The American media have been going after the big-eyed, though not necessarily pretty, "Runaway Bride" Jennifer Wilbanks these days. In a slow season for the news networks and print media, the disappearance of a four-day-to-be bride certainly fill in with possible drama and twist for a story.
Forget about those sensatioinal prayers and tears or the large-scale search by police and volunteers almost nationwide before Jennifer eventually showed up somewhere in New Mexico. The compassion elicited by the once seemingly sad story proved to be meaningless for this tricky woman.
She lied to her fiance and later lied again to police and the public. She didn't go jogging on April 26, nor was she kidnapped by a made-up man and a woman. She just ran away.

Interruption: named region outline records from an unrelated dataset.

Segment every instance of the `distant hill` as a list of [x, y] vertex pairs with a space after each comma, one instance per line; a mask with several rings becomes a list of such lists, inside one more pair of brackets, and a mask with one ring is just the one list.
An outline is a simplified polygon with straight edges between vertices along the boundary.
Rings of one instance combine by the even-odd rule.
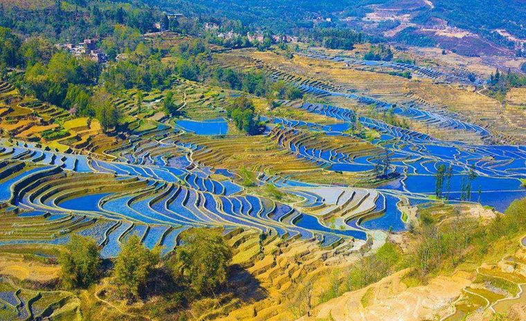
[[274, 32], [349, 27], [408, 45], [466, 55], [526, 54], [524, 0], [147, 0], [165, 10]]

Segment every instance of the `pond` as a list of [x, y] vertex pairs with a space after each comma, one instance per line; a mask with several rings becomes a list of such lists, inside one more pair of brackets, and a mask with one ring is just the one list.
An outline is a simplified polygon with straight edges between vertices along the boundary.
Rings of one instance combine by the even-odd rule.
[[178, 126], [196, 135], [217, 135], [228, 133], [228, 123], [222, 118], [203, 121], [182, 119], [176, 122]]

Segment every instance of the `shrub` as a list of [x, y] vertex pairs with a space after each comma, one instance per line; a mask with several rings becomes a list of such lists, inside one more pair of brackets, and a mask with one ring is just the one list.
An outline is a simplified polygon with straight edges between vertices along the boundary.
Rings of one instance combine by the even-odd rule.
[[137, 298], [143, 294], [147, 282], [159, 260], [158, 249], [150, 251], [140, 243], [137, 235], [130, 237], [123, 244], [114, 271], [116, 283], [123, 294], [129, 298]]
[[95, 240], [76, 234], [66, 244], [66, 251], [59, 257], [60, 280], [65, 287], [84, 287], [93, 283], [100, 274], [100, 249]]
[[213, 293], [227, 280], [232, 249], [217, 231], [200, 229], [183, 238], [174, 272], [201, 295]]

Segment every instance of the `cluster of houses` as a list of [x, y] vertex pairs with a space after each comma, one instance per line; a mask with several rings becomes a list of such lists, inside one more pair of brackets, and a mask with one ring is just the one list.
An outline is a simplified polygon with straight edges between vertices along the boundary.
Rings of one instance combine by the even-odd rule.
[[107, 62], [108, 57], [97, 49], [96, 43], [96, 39], [84, 39], [78, 43], [59, 43], [57, 47], [69, 51], [75, 57], [87, 57], [99, 64]]
[[[215, 22], [206, 22], [204, 24], [205, 31], [208, 32], [218, 32], [217, 37], [226, 40], [232, 40], [235, 37], [239, 37], [241, 35], [234, 32], [233, 30], [230, 30], [228, 32], [219, 32], [219, 25]], [[250, 42], [263, 42], [264, 40], [264, 35], [261, 32], [247, 32], [246, 37]], [[289, 36], [288, 35], [274, 35], [272, 36], [272, 40], [274, 42], [293, 42], [296, 43], [298, 41], [297, 37]]]

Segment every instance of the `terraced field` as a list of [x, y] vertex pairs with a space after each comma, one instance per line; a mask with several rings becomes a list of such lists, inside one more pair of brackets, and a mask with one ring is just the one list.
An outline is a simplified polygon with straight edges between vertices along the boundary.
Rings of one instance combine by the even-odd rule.
[[[271, 289], [230, 317], [291, 320], [284, 293], [303, 289], [296, 280], [378, 249], [408, 229], [411, 206], [480, 203], [503, 212], [526, 196], [520, 91], [510, 93], [501, 113], [470, 91], [480, 80], [462, 70], [313, 50], [291, 59], [230, 50], [210, 64], [262, 70], [304, 99], [271, 104], [248, 95], [266, 126], [251, 136], [226, 119], [225, 106], [239, 92], [174, 79], [177, 117], [163, 111], [167, 90], [144, 93], [140, 106], [137, 90], [125, 90], [112, 102], [127, 130], [105, 134], [96, 120], [0, 83], [0, 249], [61, 245], [77, 233], [111, 258], [136, 235], [167, 255], [185, 231], [219, 228], [233, 262]], [[413, 79], [388, 75], [406, 70]], [[522, 279], [493, 267], [478, 273], [448, 320], [522, 300], [513, 299]], [[495, 278], [514, 284], [496, 291]], [[0, 286], [2, 320], [74, 305], [65, 293]]]
[[[159, 115], [164, 92], [146, 93], [139, 109], [136, 92], [130, 90], [114, 99], [130, 128], [117, 137], [100, 134], [94, 121], [21, 99], [2, 83], [2, 126], [9, 137], [0, 141], [2, 211], [11, 220], [19, 217], [17, 224], [23, 226], [4, 235], [2, 244], [61, 244], [78, 233], [93, 235], [103, 255], [111, 257], [122, 240], [137, 234], [149, 247], [163, 245], [167, 253], [181, 231], [205, 226], [334, 246], [365, 240], [370, 229], [404, 230], [407, 222], [399, 205], [431, 201], [441, 165], [451, 171], [441, 191], [448, 202], [480, 202], [503, 211], [525, 195], [520, 179], [526, 175], [526, 148], [467, 143], [505, 137], [489, 123], [473, 124], [424, 106], [393, 90], [399, 84], [390, 82], [392, 76], [356, 66], [410, 69], [421, 78], [465, 84], [461, 72], [318, 52], [290, 61], [273, 55], [234, 50], [217, 55], [212, 63], [263, 70], [309, 96], [354, 108], [281, 101], [274, 110], [260, 110], [268, 126], [264, 135], [229, 134], [228, 121], [218, 118], [223, 109], [216, 107], [229, 94], [178, 81], [174, 93], [190, 119]], [[323, 64], [350, 70], [352, 78], [360, 76], [363, 82], [341, 81], [334, 70], [321, 80]], [[408, 80], [402, 83], [412, 86]], [[408, 120], [409, 128], [388, 124], [388, 113]], [[42, 142], [46, 130], [59, 130], [57, 119], [63, 137]], [[457, 139], [442, 140], [415, 130], [423, 127], [453, 132]], [[386, 157], [388, 182], [377, 175]], [[269, 185], [288, 196], [268, 195]], [[48, 226], [52, 233], [42, 233], [39, 226]]]

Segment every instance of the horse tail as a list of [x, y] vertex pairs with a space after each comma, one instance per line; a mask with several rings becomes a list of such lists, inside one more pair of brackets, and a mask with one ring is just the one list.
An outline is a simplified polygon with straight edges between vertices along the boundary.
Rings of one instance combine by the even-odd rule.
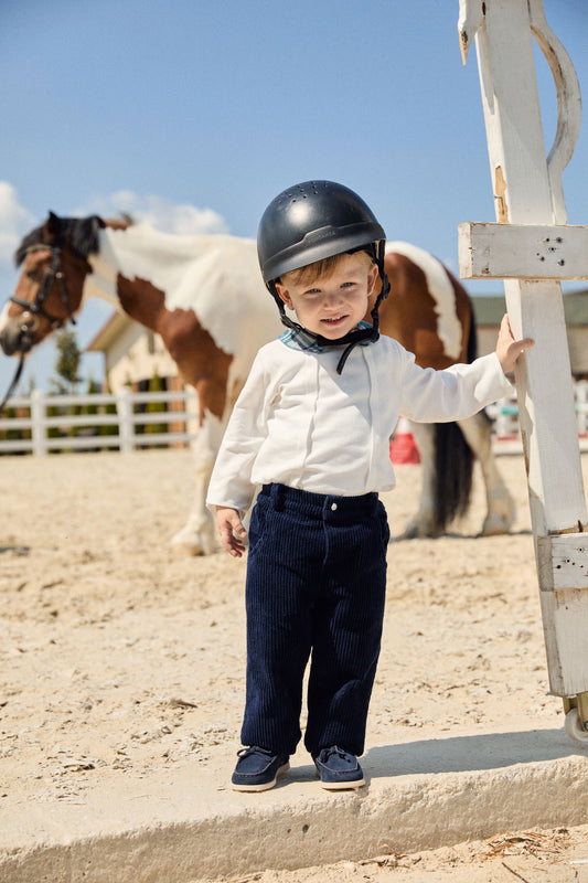
[[[468, 362], [473, 362], [478, 353], [473, 310], [467, 353]], [[469, 509], [474, 456], [457, 423], [436, 423], [434, 444], [432, 525], [435, 532], [441, 534]]]

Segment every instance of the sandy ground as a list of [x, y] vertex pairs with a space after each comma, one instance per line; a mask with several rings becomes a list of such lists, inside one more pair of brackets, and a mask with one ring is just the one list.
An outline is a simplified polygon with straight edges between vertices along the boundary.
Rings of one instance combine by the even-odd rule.
[[[518, 508], [510, 535], [477, 538], [477, 475], [471, 513], [450, 535], [389, 546], [368, 746], [563, 726], [562, 701], [548, 694], [523, 460], [500, 466]], [[397, 475], [385, 497], [395, 535], [420, 478], [413, 466]], [[170, 554], [191, 482], [183, 450], [0, 459], [2, 808], [83, 801], [129, 775], [148, 787], [150, 772], [170, 765], [217, 770], [227, 786], [244, 700], [245, 564]], [[588, 827], [235, 880], [588, 881], [579, 859]]]

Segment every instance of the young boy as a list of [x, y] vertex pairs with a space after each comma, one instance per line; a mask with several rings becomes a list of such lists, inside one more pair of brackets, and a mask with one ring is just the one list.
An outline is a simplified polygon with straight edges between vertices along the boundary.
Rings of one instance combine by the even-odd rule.
[[304, 745], [324, 788], [357, 788], [384, 616], [389, 530], [377, 493], [395, 483], [389, 436], [399, 414], [455, 421], [500, 398], [533, 341], [514, 341], [505, 317], [495, 353], [432, 371], [379, 337], [385, 234], [341, 184], [280, 193], [257, 244], [289, 330], [256, 357], [207, 496], [224, 547], [240, 557], [242, 517], [261, 486], [248, 536], [247, 747], [232, 783], [264, 790], [288, 769], [312, 655]]

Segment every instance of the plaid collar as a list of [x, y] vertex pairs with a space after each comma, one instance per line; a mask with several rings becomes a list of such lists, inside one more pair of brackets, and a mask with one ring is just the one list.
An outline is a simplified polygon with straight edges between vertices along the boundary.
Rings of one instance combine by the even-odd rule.
[[[357, 328], [372, 328], [372, 326], [370, 322], [364, 322], [362, 320], [357, 323]], [[325, 347], [320, 347], [311, 333], [298, 331], [292, 328], [288, 329], [288, 331], [285, 331], [284, 334], [280, 334], [279, 340], [281, 340], [282, 343], [286, 343], [286, 345], [290, 347], [292, 350], [302, 350], [303, 352], [324, 352], [327, 349]], [[362, 340], [360, 341], [359, 345], [368, 347], [371, 342], [371, 340]], [[341, 347], [344, 345], [344, 343], [341, 343]]]

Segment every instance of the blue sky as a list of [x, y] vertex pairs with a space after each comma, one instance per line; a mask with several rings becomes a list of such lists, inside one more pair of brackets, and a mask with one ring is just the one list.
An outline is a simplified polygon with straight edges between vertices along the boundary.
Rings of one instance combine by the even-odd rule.
[[[588, 7], [544, 6], [586, 95]], [[463, 66], [458, 17], [458, 0], [4, 0], [0, 301], [15, 246], [50, 209], [254, 237], [267, 203], [311, 178], [359, 191], [388, 238], [455, 269], [458, 224], [494, 221], [475, 51]], [[555, 92], [538, 53], [537, 76], [548, 149]], [[568, 222], [588, 223], [586, 125], [564, 188]], [[81, 347], [108, 315], [85, 308]], [[43, 344], [25, 376], [46, 387], [54, 361]], [[14, 368], [0, 354], [0, 397]], [[100, 371], [83, 358], [83, 375]]]

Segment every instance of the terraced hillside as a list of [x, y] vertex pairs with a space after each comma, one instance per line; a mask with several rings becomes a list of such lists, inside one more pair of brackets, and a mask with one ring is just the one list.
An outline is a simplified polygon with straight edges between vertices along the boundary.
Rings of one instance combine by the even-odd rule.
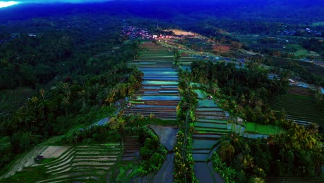
[[[296, 93], [294, 90], [294, 94], [272, 98], [272, 108], [278, 111], [285, 110], [287, 119], [294, 120], [295, 123], [300, 125], [307, 125], [310, 122], [324, 125], [324, 114], [314, 105], [314, 95], [310, 96], [309, 92], [305, 94], [305, 89], [303, 89], [303, 93]], [[292, 92], [289, 89], [289, 93]]]
[[141, 114], [161, 119], [175, 120], [180, 97], [178, 72], [172, 68], [172, 52], [161, 45], [145, 43], [146, 50], [133, 62], [144, 73], [142, 88], [124, 110], [124, 115]]
[[227, 129], [228, 116], [213, 101], [208, 99], [199, 100], [195, 115], [197, 120], [192, 135], [195, 175], [200, 182], [222, 182], [208, 161], [222, 135], [231, 132]]
[[37, 182], [96, 182], [119, 160], [121, 150], [119, 143], [71, 147], [55, 160], [35, 165], [50, 174]]

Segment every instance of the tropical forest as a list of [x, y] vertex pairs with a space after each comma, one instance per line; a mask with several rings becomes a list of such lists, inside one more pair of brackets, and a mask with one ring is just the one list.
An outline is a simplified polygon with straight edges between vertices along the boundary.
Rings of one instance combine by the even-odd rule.
[[320, 0], [0, 1], [0, 182], [324, 182], [323, 21]]

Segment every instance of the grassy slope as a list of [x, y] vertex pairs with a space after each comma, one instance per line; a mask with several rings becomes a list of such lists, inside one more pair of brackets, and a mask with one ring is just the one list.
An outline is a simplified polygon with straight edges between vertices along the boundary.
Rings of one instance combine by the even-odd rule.
[[287, 94], [272, 98], [271, 105], [273, 110], [284, 110], [287, 115], [300, 120], [324, 123], [324, 114], [316, 107], [312, 96]]
[[247, 122], [245, 123], [245, 130], [248, 132], [264, 134], [275, 134], [283, 132], [283, 130], [281, 128], [271, 125], [263, 125], [252, 122]]

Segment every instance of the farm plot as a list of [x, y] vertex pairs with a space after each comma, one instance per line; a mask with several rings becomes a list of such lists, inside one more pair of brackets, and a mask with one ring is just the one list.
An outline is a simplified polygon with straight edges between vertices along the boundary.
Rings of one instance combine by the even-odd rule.
[[248, 122], [245, 123], [246, 129], [247, 132], [258, 133], [263, 134], [276, 134], [283, 132], [282, 128], [273, 126], [271, 125], [262, 125], [255, 123]]
[[273, 110], [287, 113], [287, 119], [295, 123], [307, 125], [309, 123], [324, 124], [324, 114], [315, 104], [314, 98], [309, 96], [287, 94], [274, 97], [271, 100]]
[[[201, 96], [204, 95], [201, 94]], [[195, 174], [201, 182], [219, 182], [217, 181], [220, 180], [219, 176], [208, 165], [208, 161], [218, 146], [222, 136], [231, 132], [227, 129], [228, 117], [213, 100], [199, 100], [195, 113], [197, 118], [192, 134]]]
[[172, 51], [153, 43], [145, 43], [143, 46], [145, 51], [132, 62], [144, 73], [142, 88], [134, 95], [134, 100], [129, 102], [132, 106], [123, 114], [176, 120], [180, 96]]
[[[62, 148], [52, 149], [59, 150]], [[65, 150], [57, 158], [34, 166], [43, 167], [49, 175], [47, 179], [37, 182], [96, 181], [107, 174], [118, 161], [122, 147], [119, 143], [111, 143], [66, 147]]]

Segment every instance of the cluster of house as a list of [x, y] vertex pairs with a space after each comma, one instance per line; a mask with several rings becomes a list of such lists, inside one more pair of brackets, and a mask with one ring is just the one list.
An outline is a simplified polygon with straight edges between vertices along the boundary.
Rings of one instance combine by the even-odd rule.
[[296, 31], [284, 31], [281, 35], [310, 35], [314, 37], [322, 36], [322, 33], [312, 30], [309, 28], [298, 28]]
[[123, 35], [128, 36], [129, 39], [141, 38], [143, 40], [152, 40], [153, 35], [144, 28], [137, 28], [134, 26], [124, 26], [123, 27]]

The best part that benefit me from the story is to learn a new phrase, “cold feet.”
Before I got up from bed, I heard the story on NPR, or National Public Radio. "She first told police she'd been kidnapped, then she confessed to wedding jitters and cold feet," the announcer read.
The origin of this phrase "cold feet" was said to date back to a 19th-century German novel, in which a person losing his nerve and getting cold feet was a shoemaker. The phrase was later translated into English.
According to Oxford English Dictionary, the phrase first appeared in a book written by American writer Steven Crane, who used this phrase to describe people losing courage or enthusiasm.
It's interesting that in Chinese we also have similar phrase to convey similar feeling. 心灰意冷，or 心寒。When our hearts get cold, we simply lose our enthusiasm, or get disappointed.